Any film-goer who lacks that conspicuous odour of pretentiousness should mutter a silent groan each and every time they witness those dreary seven words “the following is based on actual events” (or some variation). This is not an attempt to apologise for escapism; rather, there is a structural shallowness to reality which far too often makes for poor storytelling. Tinseltown’s appeal is largely built on this distinction so it shouldn’t come as a surprise that Hollywood is impressively incompetent in the real world. We the people have looked on at the poor saps in their enclosed tower of delusion as their personal lives fall apart with hilarious regularity, all too keenly aware of the irony enclosed in Hollywood’s credibility-lacking lectures on compassion and the proper operation of society. There’s no malice in saying all of this—Hollywood’s expeditions into reality have previously been seen as cute and nothing more. The problem has arisen ever since Hollywood’s traditional perception of loftiness broke down. Reality and other related concepts have been shattered beyond recognition in the past year; surreality is the new normal and is permeating throughout society. This uncanny bridging of reality and anti-reality has driven Hollywood far outside of their artistic safe spaces, and the results are dull social commentaries and even worse movies.
The origins of this poignant surrealist air to modern politics would constitute its own discussion beyond the goals of the author, what can not be denied remains that as a phenomenon it has far-reaching cultural dimensions. The cocktail of truth and delusion that has created our current societal waking dream has been recognised almost universally, phrases often traded around are “post-truth” or “alternative facts,” but these all identify the same phenomenon—the cultural bubbles and echo chambers that result from a society where communities are opt-in only has normalised all manner of intellectual taboos. Conventions that were once thought certain via consensus are now challenged freely while near extinct fringe positions are argued for unabashedly, the result is a strange sensation that results from the “truth” of the past and these modern “post-truths” being stated with an identical aesthetic of legitimacy. This is the sensation of surreality. In this new normal the once cute and pathetic forays of fictionists like Hollywood into genuine commentary appear awkward, nonsensical and especially disconnected.
This year’s Academy Awards were, unsurprisingly, the apex of Hollywood’s cultural decline. However, Meryl Streep’s speech on the 2016 election at the Golden Globes will be remembered as the moment Hollywood’s transformation became bare-faced and apparent for all to see. Streep herself was perceptive to the fundamental nature of Trump’s campaign, readily identifying the contradictions in Trump’s endorsement of positions so unconventional they could be mistaken for satire. One particular section stood out:
There was one performance this year that stunned me. It sank its hooks in my heart. Not because it was good. There was nothing good about it. But it was effective and it did its job. It made its intended audience laugh and show their teeth. It was that moment when the person asking to sit in the most respected seat in our country imitated a disabled reporter, someone he outranked in privilege, power, and the capacity to fight back. It kind of broke my heart when I saw it. I still can’t get it out of my head because it wasn’t in a movie. It was real life.
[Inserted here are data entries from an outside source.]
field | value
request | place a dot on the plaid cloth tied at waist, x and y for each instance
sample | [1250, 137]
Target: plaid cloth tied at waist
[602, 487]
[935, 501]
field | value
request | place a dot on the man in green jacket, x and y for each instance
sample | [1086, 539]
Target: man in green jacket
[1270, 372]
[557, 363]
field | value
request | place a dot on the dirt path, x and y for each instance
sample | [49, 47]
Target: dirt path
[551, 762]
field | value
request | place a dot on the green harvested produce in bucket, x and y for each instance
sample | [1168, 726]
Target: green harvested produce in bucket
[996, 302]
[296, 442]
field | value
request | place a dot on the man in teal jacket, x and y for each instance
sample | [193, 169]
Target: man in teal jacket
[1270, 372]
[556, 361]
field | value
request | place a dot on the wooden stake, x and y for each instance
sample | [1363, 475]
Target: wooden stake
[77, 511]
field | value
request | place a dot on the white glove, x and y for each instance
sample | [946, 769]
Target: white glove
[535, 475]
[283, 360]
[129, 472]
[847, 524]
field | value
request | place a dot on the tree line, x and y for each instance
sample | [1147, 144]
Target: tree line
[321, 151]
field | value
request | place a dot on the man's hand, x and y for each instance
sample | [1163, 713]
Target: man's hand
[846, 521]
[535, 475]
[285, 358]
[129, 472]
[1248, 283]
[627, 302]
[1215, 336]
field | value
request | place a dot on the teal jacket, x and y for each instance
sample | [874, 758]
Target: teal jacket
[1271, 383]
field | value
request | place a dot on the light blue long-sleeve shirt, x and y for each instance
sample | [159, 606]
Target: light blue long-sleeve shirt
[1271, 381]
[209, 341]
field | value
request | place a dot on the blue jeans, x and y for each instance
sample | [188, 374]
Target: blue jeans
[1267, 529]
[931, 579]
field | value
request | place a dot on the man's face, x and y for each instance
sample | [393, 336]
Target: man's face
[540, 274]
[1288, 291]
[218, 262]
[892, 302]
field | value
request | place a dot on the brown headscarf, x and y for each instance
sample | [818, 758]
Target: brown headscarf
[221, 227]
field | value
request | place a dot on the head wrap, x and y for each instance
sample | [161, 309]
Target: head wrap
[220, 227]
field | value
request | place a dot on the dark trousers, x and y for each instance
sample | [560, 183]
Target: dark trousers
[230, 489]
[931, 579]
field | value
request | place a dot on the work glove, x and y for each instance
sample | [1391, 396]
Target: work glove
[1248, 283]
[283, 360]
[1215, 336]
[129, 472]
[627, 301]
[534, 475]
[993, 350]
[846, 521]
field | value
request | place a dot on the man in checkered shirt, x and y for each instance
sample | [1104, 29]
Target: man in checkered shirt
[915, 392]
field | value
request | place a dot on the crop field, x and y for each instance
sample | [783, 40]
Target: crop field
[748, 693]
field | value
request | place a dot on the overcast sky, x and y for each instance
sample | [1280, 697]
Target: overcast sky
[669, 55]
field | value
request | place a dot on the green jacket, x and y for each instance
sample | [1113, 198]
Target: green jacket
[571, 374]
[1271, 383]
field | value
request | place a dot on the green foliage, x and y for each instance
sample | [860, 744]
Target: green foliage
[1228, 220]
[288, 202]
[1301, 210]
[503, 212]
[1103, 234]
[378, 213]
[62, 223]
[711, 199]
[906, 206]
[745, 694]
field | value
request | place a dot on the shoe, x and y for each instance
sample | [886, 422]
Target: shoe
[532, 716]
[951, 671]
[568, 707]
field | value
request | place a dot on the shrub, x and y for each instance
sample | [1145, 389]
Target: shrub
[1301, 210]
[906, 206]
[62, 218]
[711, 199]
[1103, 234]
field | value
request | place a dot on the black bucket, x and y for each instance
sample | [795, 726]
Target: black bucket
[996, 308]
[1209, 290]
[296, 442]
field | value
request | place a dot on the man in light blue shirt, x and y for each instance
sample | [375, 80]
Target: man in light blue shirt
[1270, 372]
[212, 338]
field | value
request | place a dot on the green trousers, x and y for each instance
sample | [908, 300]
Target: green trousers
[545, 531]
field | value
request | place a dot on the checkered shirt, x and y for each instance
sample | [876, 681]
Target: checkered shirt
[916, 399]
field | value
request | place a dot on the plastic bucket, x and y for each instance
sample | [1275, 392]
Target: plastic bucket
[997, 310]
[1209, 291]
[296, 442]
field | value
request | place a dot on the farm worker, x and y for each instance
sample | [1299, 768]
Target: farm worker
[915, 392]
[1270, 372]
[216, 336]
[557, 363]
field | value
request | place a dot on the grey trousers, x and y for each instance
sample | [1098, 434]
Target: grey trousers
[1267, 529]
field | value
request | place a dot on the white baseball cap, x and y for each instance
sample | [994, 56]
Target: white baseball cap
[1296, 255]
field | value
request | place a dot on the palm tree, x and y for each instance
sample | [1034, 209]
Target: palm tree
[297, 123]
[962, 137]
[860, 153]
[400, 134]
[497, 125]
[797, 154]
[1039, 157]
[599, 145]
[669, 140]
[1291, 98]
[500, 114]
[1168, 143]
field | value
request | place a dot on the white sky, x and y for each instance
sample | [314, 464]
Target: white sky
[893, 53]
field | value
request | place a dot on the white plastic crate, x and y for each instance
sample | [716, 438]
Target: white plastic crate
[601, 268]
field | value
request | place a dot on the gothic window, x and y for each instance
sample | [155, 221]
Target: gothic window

On the surface it is harmonious with the principles underpinning our new surreality, but Streep missed a crucial contextual irony, and as a result became a pariah following her uninhibited polemic against Trump. There stood a wealthy and privileged adherent of the same urban elite culture that produced Trump, and she presumed to lecture middle America on its morals for supporting him. Streep had set out to simply share her personal opposition to Trump, instead she had proven that she was indeed in “the bubble,” and as a result fell into Hollywood’s age-old trap. She had in effect validated the very essence of Trumpism—the disconnected elite and their “degenerate” culture had no place ruling over “real America,” and the peasants were in full revolt.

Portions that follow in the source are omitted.